Betrachten wir nochmals die Kette, und was sie in letzter Konsequenz bedeutet. Die fehlende innere Pressefreiheit hat mit dazu geführt, dass Journalisten den zahlreichen Fragen im Zusammenhang mit Corona und den Corona-Maßnahmen rund sechs Wochen lang nicht nachgingen. Kritik tauchte damit sechs Wochen lang in den großen Medien nicht auf. Im Gegenteil, es etablierte sich das Narrativ, dass die Regierung alles richtig gemacht habe. Dieses Narrativ lässt sich heute nicht mehr kippen, denn damit würden alle zentralen Akteure ihre Glaubwürdigkeit rislieren.

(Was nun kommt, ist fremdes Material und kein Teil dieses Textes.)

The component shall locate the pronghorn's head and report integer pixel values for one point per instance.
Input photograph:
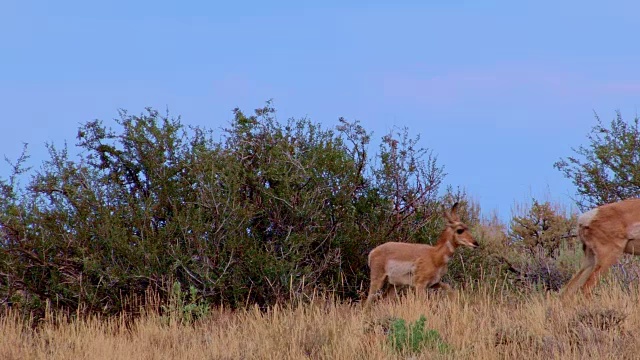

Also müssen die kritischen Stimmen mit allen Mitteln zum Schweigen gebracht werden – innere Pressefreiheit gibt es nach wie vor nicht. (Ein kleines bisschen oberflächliche Kritik darf natürlich sein. Möglicherweise lässt sich so ein Sündenbock finden. Wie wäre es mit dem RKI?). Zwei zentrale Akteure unserer Gesellschaft – Politik und Presse – sitzen nun also in der Falle: Sie müssen die offizielle Version „Wir haben alles richtig gemacht“ verteidigen. Mit Hilfe der Presse. Und zur Not sogar wider besseren Wissens, wie zumindest ein Medien zugespieltes Papier aus dem BMI suggeriert.

Pressefreiheit ist keine juristisch-theoretische Freiheit. Sie herrscht nur dort, wo die Presse ihre volle Diskurs- und Kontrollfunktion auch tatsächlich ausübt. Nur dort kann es eine offene demokratische Gesellschaft geben. Es scheint, als habe unsere Demokratie bereits Schaden genommen.